UNBC researchers receive over $300,000 to continue their work

Sep 16, 2024 | 5:00 AM

PRINCE GEORGE— Two researchers from UNBC have received over $300,000 in federal funding to continue their work.

Assistant Professor Dr. Hartley Banack earned $60,489 over two years from the Social Sciences and Humanities Research Council of Canada (SSHRC). This will allow him to continue to working with the Climate Education in Teacher Education project to improve Kindergarten to Grade 12 climate change education in Northern B.C.

“Changes in the climate are already impacting northern B.C.,” says Banack. “K-12 teachers have roles to play in preparing students to adapt and respond to the changing climate. The Climate Education in Teacher Education project researches how northern B.C. teachers understand climate change and how they enact climate change education.”

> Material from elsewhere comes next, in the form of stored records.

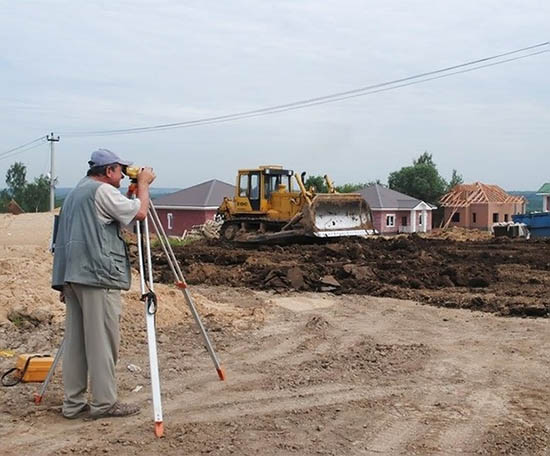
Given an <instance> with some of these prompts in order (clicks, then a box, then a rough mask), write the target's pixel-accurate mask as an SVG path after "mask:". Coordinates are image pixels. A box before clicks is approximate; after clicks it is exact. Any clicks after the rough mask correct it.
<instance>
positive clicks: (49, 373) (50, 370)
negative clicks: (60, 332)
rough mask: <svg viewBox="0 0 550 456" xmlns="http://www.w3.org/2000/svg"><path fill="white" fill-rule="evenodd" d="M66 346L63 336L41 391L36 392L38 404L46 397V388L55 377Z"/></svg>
mask: <svg viewBox="0 0 550 456" xmlns="http://www.w3.org/2000/svg"><path fill="white" fill-rule="evenodd" d="M64 348H65V337H63V340H62V341H61V345H60V346H59V348H58V349H57V353H56V354H55V358H54V359H53V363H52V365H51V366H50V370H49V371H48V375H46V378H45V380H44V381H43V382H42V387H41V388H40V393H34V403H35V404H36V405H38V404H40V402H42V398H43V397H44V394H46V389H47V388H48V385H49V383H50V381H51V379H52V377H53V374H54V372H55V368H56V367H57V364H58V363H59V360H60V359H61V356H62V355H63V349H64Z"/></svg>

Bannack adds that through participatory research methodology and community involvement, him and a team of researchers will seek to understand teachers beliefs around climate change and their intentions around education. They will also offer climate change workshops to prepare K-12 teachers to work with the B.C. curriculum.

Five other UNBC School of Education faculty members are co-applicants on the research team, including Dr. Joanie Crandall, Dr. Christine Ho Younghusband, Dr. Alex Lautensach, Dr. David Litz and Glen Thielman.

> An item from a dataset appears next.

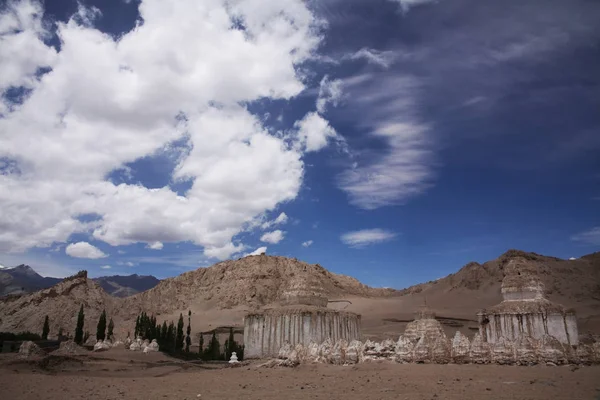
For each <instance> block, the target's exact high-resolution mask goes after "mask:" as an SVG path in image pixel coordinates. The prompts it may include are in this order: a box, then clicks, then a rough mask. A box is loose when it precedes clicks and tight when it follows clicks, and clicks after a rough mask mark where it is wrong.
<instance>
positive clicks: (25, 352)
mask: <svg viewBox="0 0 600 400" xmlns="http://www.w3.org/2000/svg"><path fill="white" fill-rule="evenodd" d="M19 355H20V356H22V357H30V356H45V355H46V352H45V351H44V350H42V349H41V348H40V347H39V346H38V345H37V344H35V343H33V342H32V341H31V340H28V341H25V342H23V343H21V346H20V347H19Z"/></svg>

Another researcher to receive an SSHRC grant is History Professor Dr. Dana Wessell Lightfoot. Wessell is collaborating with University of Toronto Associate Professor Teaching Stream Dr. Alexandra Guerson. Together they are studying the lives of 15th-century Jewish women who converted to Christianity. They will be investigating how the local context of them living in Spanish communities influenced their choices, work, marriage and religious identity.

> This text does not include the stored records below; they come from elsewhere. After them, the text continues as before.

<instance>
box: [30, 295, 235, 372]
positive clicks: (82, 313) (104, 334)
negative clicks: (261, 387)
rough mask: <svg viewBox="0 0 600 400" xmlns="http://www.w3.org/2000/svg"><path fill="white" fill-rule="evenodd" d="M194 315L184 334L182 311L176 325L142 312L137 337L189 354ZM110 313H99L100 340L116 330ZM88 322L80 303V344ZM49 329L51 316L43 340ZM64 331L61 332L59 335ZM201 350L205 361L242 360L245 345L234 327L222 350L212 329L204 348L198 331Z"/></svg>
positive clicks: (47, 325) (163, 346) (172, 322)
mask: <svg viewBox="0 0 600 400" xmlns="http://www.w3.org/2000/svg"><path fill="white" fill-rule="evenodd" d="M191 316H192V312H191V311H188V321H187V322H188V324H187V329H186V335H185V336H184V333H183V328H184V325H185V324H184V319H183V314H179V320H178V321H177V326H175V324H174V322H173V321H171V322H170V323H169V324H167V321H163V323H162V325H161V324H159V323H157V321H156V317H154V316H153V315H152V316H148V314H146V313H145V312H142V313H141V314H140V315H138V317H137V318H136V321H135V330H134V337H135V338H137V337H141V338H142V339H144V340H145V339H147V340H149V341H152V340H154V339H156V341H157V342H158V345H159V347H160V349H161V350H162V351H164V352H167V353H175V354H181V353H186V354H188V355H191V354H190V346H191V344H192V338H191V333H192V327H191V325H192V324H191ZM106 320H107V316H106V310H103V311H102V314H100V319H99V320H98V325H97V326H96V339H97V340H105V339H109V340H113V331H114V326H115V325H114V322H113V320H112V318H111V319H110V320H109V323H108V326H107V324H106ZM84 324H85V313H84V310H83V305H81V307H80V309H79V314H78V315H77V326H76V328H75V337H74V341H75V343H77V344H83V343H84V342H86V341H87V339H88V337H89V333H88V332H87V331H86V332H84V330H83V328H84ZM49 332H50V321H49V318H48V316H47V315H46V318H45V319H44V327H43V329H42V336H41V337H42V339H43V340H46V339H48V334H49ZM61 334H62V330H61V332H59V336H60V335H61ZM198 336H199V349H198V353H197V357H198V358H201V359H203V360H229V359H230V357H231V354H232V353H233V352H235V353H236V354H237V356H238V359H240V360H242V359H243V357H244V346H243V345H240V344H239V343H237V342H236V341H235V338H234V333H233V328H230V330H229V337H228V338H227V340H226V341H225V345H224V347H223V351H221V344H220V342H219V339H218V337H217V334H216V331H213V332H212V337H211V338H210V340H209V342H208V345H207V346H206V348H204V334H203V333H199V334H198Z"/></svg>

The project received $240,994 over five years and will specifically focus on women, known as conversas, living in Barcelona, Girona and Valencia within the Crown of Aragon. The project aims to explore the issues around assimilation in the late medieval period in hopes of illuminating how those same issues still exist today.

“We are excited to continue our collaborative work on the lives of Jewish women and conversas in late medieval Spain,” Wessell Lightfoot says. “Many of the questions we face in our own society have deep historical roots so by exploring the interconnections of gender, religious identity and socio-cultural forces, our project demonstrates the importance of studying the past to understand our present and future.”